Other than the damage to the economy of the waste itself, the real problem with mandating and subsidizing non-viable energy technology projects is that this distracts us and diverts resources from other efforts to improve our energy production strategy. Unfortunately, some of the arguments used to justify the mandates and subsidies are more political and emotional than logical.

Because of recent events, we are hearing much passionate discussion and debating quick decisions regarding the need to reduce US dependence on oil; the unstable political situation in the middle east and the recent tragic spill in the Gulf of Mexico are being used to justify investment in alternative electrical energy generation projects, some of which are simply non-viable. It is reasonable to point out, however, that per data provided by the DOE EIA, oil is used to generate 1% or less of the total electricity used in the USA. One can effectively say that oil has little or nothing to do with the generation of electricity; and all the alternative electricity sources in the world will not displace one single barrel of oil use in the USA. Unfortunately, by mandating and subsidizing non-viable generation methods which increase the cost of electricity, it is likely that we will make it more difficult to transition away from oil for the main reasons we do use oil; home heating and gasoline powered automobiles.

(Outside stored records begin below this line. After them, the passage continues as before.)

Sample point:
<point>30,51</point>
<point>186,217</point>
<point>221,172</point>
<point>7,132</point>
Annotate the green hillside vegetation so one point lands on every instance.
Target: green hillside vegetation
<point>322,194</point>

U_S_-Electricity-Net-Generation-By-Fuel-2012

Many people point to the mandates of Ohio Senate Bill 221 or other such legislation in other states, which require the use of fashionable generation methods for electricity, as justification for subsidizing investment into economically questionable energy generation projects. To me this is an exercise in circular logic, mandating that we have to use more expensive means of generating electricity, and then using the rising cost of electricity to justify subsidizing more expensive means of generating electricity.

We need to remember that, in the rush to promote the more fashionable but sometimes ill-conceived energy generation methods; development and improvement of other more viable means of energy generation are being short-changed. Instead of diverting resources to prop up non-viable projects we could be making more efforts to improve natural gas, nuclear, and clean(er) coal generation; and we could also be improving the distribution system (grid) to reduce losses and improve reliability. It is further valuable to remember that, by subsidizing and offsetting the current deficiencies of non-viable generation technology, we take away the incentive to make the necessary improvements that might make these developmental technologies viable in the future.

There is no doubt that we in the USA need to alter our energy strategy. The question of how we will change it, however, needs to be determined by scientific evaluation of fact and logical analysis of performance and economics; not by emotion, political considerations, and “feel good” methodologies.